Divorce is hard. Whether you're a parent looking for tips to offer or if you're a child looking for advice, here are 16 ways to help cope with divorce.
- Talking about your problems is a good thing, and honesty is the most important.
- Never repress your feelings. Check in with your parents regularly – tell them how you feel; what is going on with you and what you need to do better.
- Don’t choose one parent’s side over the other.
- Don’t become either parent’s protector – they are grown-ups and do not need your help.
- Don’t become a collaborator, agent, or a messenger. Let your parents relate to each other independently.
- Don’t feel guilty, or blame yourself. Children have no control over their parent’s relationship.
- It is okay to spend time with each parent alone. You are a part of both, and can love them both equally.
- Allow yourself to grieve the end of your original family. This will help you open to the possibilities of your own resource and transition into a new and healthier family structure.
- Give up the secret mission of reuniting your family.

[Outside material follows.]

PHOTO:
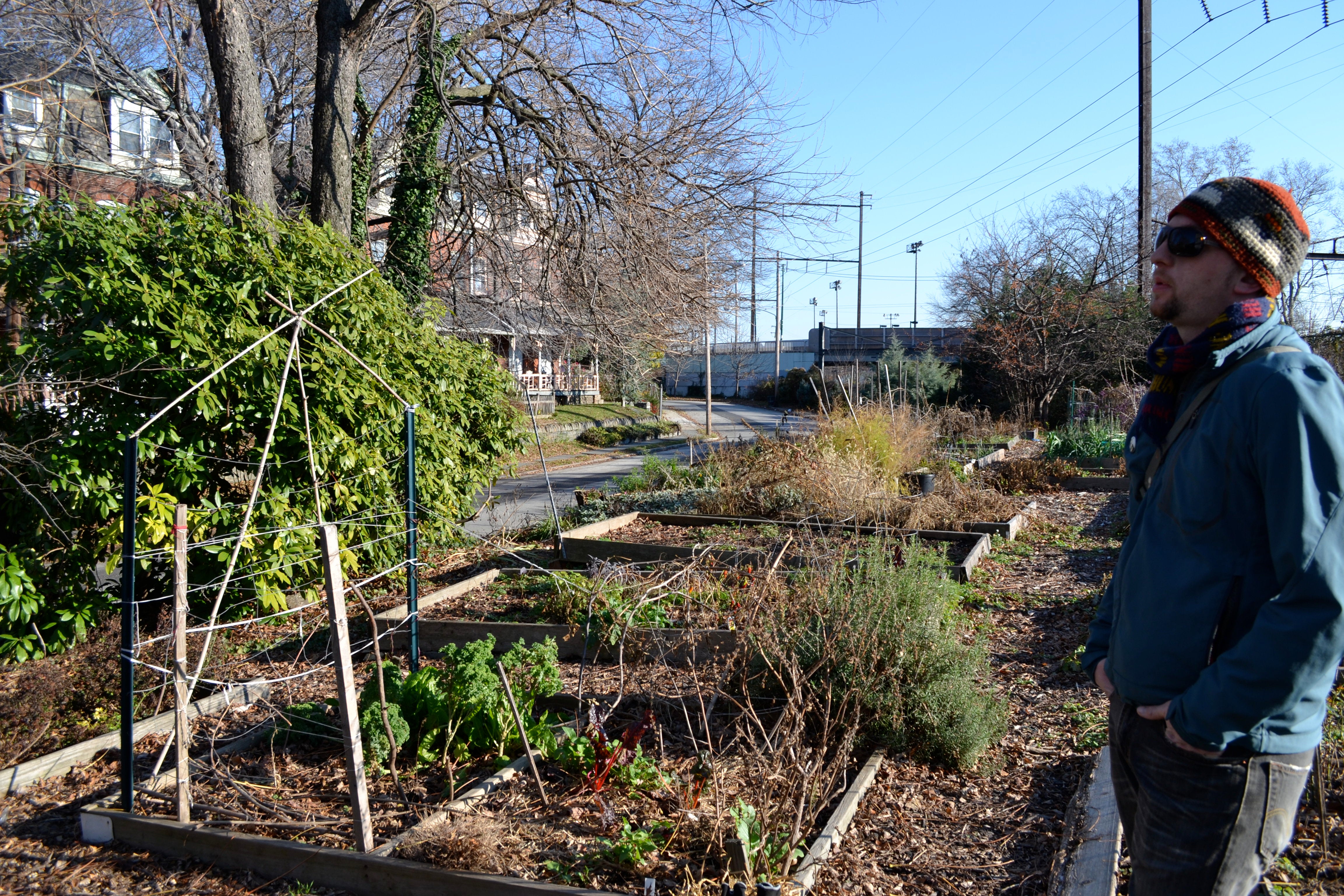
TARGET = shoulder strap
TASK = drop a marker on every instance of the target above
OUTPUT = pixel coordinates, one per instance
(1195, 404)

- Keep involved with your same gender parent, especially during puberty. This will help you answer questions about gender at a time when confusion and doubt about gender may arise.
- Have empathy for yourself and your parents.
- Keep as normal a routine as possible. This will help you feel more in control when everything seems out of control.
- Don’t try to take on the role as head of the house or homemaker. You are children and entitled to your childhood.
- At the end of the day, it is important to have open conversations about your feelings. If you can’t put them into words, then draw, play, dance, and keep a journal. You are entitled to your feelings – they are legitimate. Divorce is a loss of innocence, and as a child you have been put into a space that is new and frightening.